Belum lama ini, seorang teman meneleponku, dia mengabari akan segera wisuda dan mengundangku datang. Kami mengobrol cukup lama, sampai cerita liburan ketika SMA dulu mencuat begitu saja. Kami menertawakan kejadian aneh itu. Hingga temanku mengakui satu hal yang membuatku merinding. Dia bilang sudah tidak tahan memendamnya sendiri beberapa tahun belakangan.
Aku selalu takut dianggap berbual dan dicap penakut, jika menceritakannya secara langsung kepada orang lain. Karena itu, kupikir tak ada salahnya menuliskan kejadian itu di sini. Di laman media sosialku. Kalian boleh percaya, boleh tidak. Ah, ya, tentu saja aku takkan menggunakan nama asli kami.
***
Ketika libur SMA tiba, aku dan Mahadi berencana untuk pergi liburan. Kami membicarakan ini sejak hari terakhir ujian. Sebuah perjalanan dengan biaya minim tapi menyenangkan. Mahadi memberi saran untuk mengunjungi desa neneknya yang berjarak empat jam naik motor dari kota. Agak pelosok, tapi ada air terjun dengan pemandangan keren di sana.
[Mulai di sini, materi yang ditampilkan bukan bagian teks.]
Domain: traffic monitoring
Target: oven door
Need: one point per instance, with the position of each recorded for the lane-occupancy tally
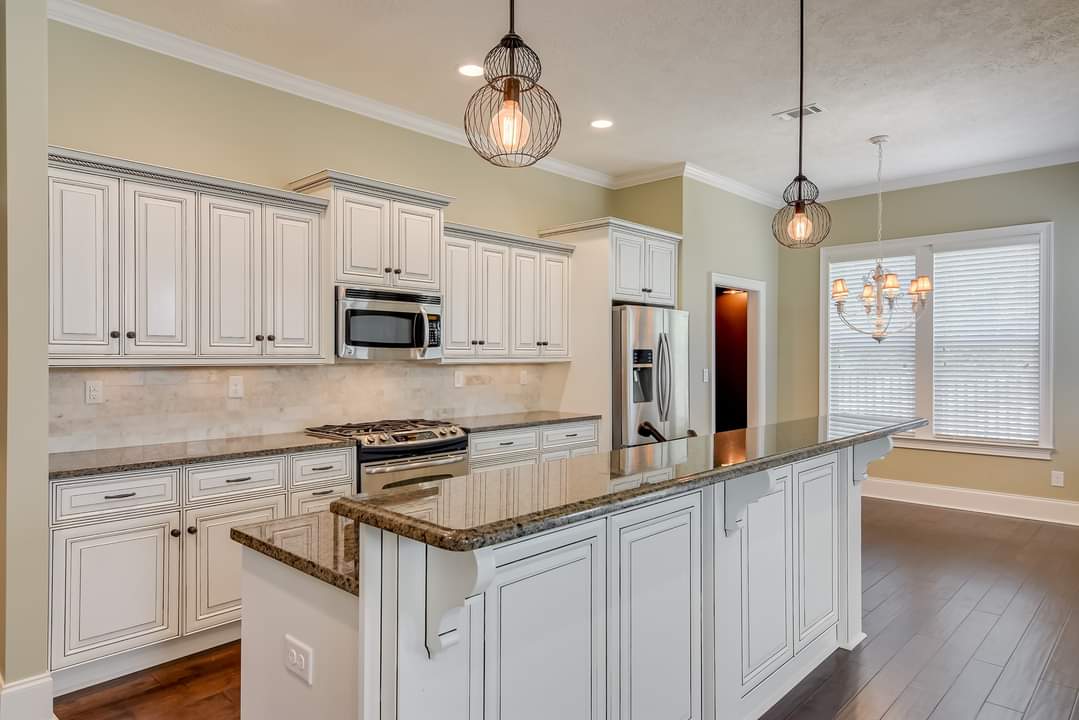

Kami mulai berhitung biaya untuk pulang pergi, juga mengira-ngira uang saku selama seminggu di sana. Mahadi tidak keberatan kami menggunakan motornya, jadi aku menawarkan untuk mengisi bensin. Kami mengisi ransel dengan beberapa helai baju dan barang-barang yang sekiranya dibutuhkan. Mahadi bahkan membawa tiga bungkus rokok. Katanya, kami bisa merokok saat istirahat di tengah perjalanan tanpa takut terpergok dan dimarahi. Tentu saja itu ide yang sangat bagus.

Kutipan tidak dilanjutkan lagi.